The Communications Security Establishment (or CSE) is Canada’s answer to the National Security Agency, and while not as large or powerful, holds an equally secretive place within Canada’s intelligence community. To my knowledge, there is no protected, sealed off monitoring environment that can track mental as well as wave transmissions, but one never knows. You know—even if no government admits to this—that there are nerve centres within our intel organizations that monitor everything else, so I figure if they ever learnt to monitor telepathy, you can bet they would.

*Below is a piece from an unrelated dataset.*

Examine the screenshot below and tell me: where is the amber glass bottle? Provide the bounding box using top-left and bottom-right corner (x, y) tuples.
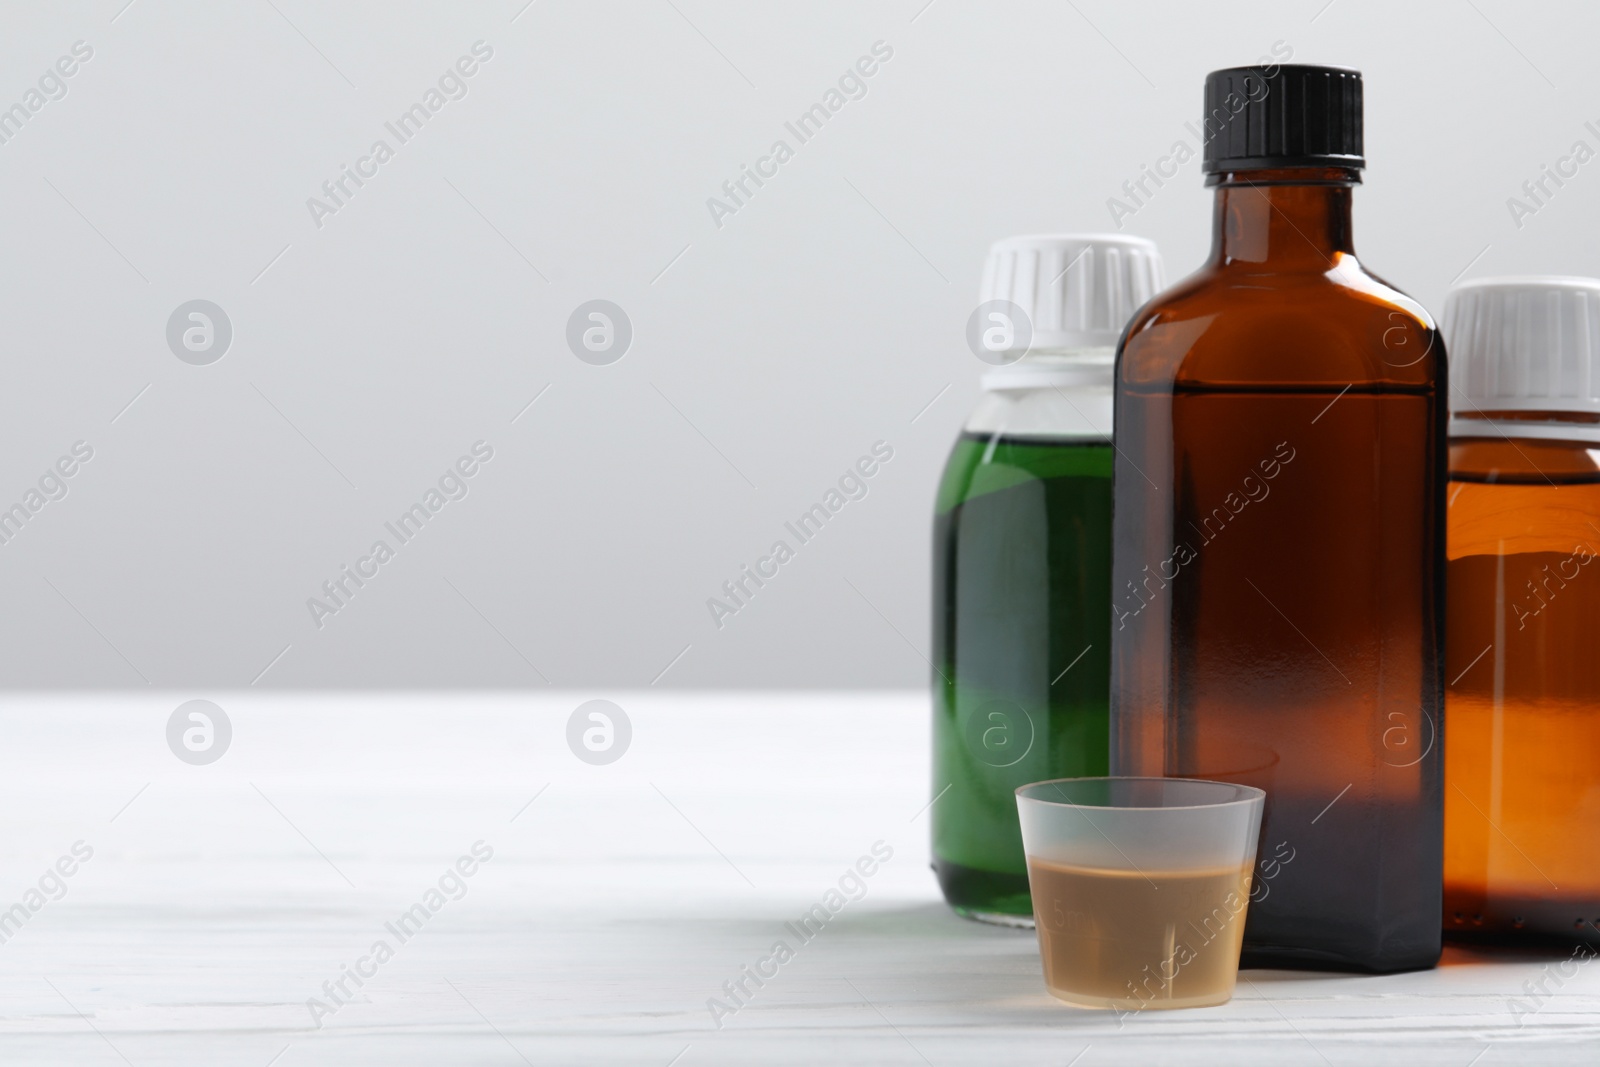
(1111, 65), (1446, 972)
(1441, 277), (1600, 943)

A lot of the Vault is based on all those movie sets of intelligence nerve centres. The atmosphere is hopefully replicating the guarded camaraderie one sees in the BBC series Spooks (sometimes called MI:5). Working in any intelligence monitoring or analysis section is stressful. During crises, well, it can be a lot worse than working a stock exchange floor during a rush—good or bad. The people who not just work in these areas but work successfully and thrive are special. They either deal with the stress, or they burn themselves out.
From what I understand, there’s a lot more burn-outs than stress-eaters.
There is also a little hint of Marvel comics continued insistence that Canada has a massive, high-tech intelligence community. Anyone from Canada who followed Alpha Flight would likely have a good chuckle at the super-tech available not just to this super team but apparently to some branch(es) of the military as well. Perhaps this is an alternate history in which the Avro Arrow project wasn’t scrapped at the cusp of completion.
And then there is Detachment 7.
It’s true that Canada is a bit of a late-comer to the military special operations community, though JTF-2‘s fore-runners, the Special Emergency Response Team of the Royal Canadian Mounted Police were plenty game when it came to counter-terrorism and hostage rescue. The thing is the Canadian military is so small, a robust special operations branch would drain other forces of some of their best and brightest. With the creation of the Canadian Special Operations Regiment, that might be happening, but I haven’t heard too many complaints just yet.
So Detachment 7 is something like the Vault—its a fairy tale inside the real story. It’s also possible there is something like this within the Canadian military, something nobody talks about because almost nobody knows. Likely? No. Possible? Sure, why not?
JTF-2 and the CSOR undertake real missions and encounter real peril, but not of the James Bond variety, at least not to which they are admitting. Detachment 7 acts as a kind of military spy unit. It allows the characters to be James Bond in BDUs. I did something similar with the Combined Security Reconnaissance Section.
If your players want their characters to be part of organizations like the Vault or Detachment 7, or perhaps they want characters from these units, you can expect to have complete write-ups, in the same format and fashion as the units in the Mundus Novit source book, by the end of Dark Horizons. Both organizations would work in military, espionage, and/or conspiracy campaigns.
That’s kind of what Dark Horizons is, a military/espionage/conspiracy story.